ここからは選挙カーをレンタルする場合を前提に話を進めて行きたいと思います。

かかる費用は【選挙カーの車体部分】と【看板枠やアンプ・スピーカーの音響セットなどの装置の部分】とに分ける事が出来ます。

車体部分は、立候補の機会を平等に与える事と立候補者の負担を軽減する目的で公費負担(国民の税金)が可能とされています。

この公費負担は、選挙カーに限らず選挙カーのガソリン代や選挙ポスターの作成費用などにも適用されます。

ただ、全ての立候補者が公費によってこれらの選挙費用を賄えるわけではなく一定の条件が設けられています。

公費負担の条件

■事業者と契約をして、契約書を選挙管理委員会に届け出ること
■選挙の種類によって異なるが、供託物が没収されない得票数を得ていること 等

供託物が没収されない得票数は、例えば衆議院議員選挙の場合は得票数が選挙区の有効投票総数の10分の1に達する場合となっています。

参考:選挙の供託金について(web-archive)

例えば衆議院選挙東京1区で有効投票数が30万票あった場合にA議員が15万票で当選、B議員は8万票を獲得し落選、C議員は5万票で落選、D議員は2万票で落選した場合、公費負担を受けられるのは有効投票の10分の1にあたる3万票以上を獲得したA、B、C議員となります。

当落に関係なく得票数の条件をクリアしていれば公費負担を受ける事ができるわけです。

ただし、選挙カーや選挙ポスター等種類によって上限額が決まっており、選挙カーの場合は2017の衆議院議員選挙では1日あたり15,800円でした。

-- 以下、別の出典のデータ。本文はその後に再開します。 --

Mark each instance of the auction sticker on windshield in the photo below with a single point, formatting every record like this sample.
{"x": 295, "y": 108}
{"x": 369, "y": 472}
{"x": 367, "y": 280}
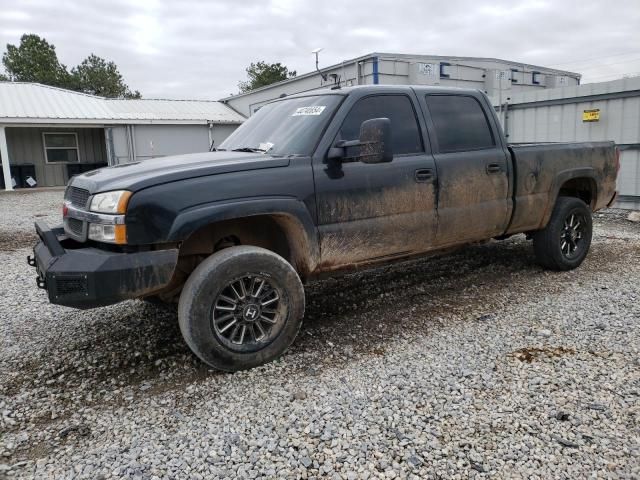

(レンタルの場合)

参考:神奈川県|平成29年執行 衆議院小選挙区選出議員選挙 公費負担のしおりp3

車体部分以外の看板枠やスピーカーなど音響装置のレンタル費用や施行・加工費用は、候補者の自費負担となります。

選挙カー専用の車両をレンタルする場合には車両部分の料金と装置部分の料金が区別されて契約する事になるかと思います。

最近選挙カーで人気が高いのはガラス張りの選挙カーだそうですよ。

選挙カー

photo by 株式会社グリーンオート

株式会社グリーンオートでは10日で30万円となっております。

衆議院選挙は12日間なのでだいたい40万円から50万円ぐらい選挙カーだけで必要になりそうですね。

選挙ってやっぱりお金がかなり必要ですね。

選挙カーが事故を起こしたら

最後にこのサイトは自動車保険がメインのサイトなので事故が起きた場合の話も触れておきます。

選挙カーはゆっくり走行していますし、有権者の目もあるので無茶な運転はしないはずなので事故なんて起こさないだろうと大方の人が思っているはず。

でも1日約12時間(朝の8時~夜の8時)を選挙期間中ずっと走行するので低速走行とはいえ事故の確率は高くはなります。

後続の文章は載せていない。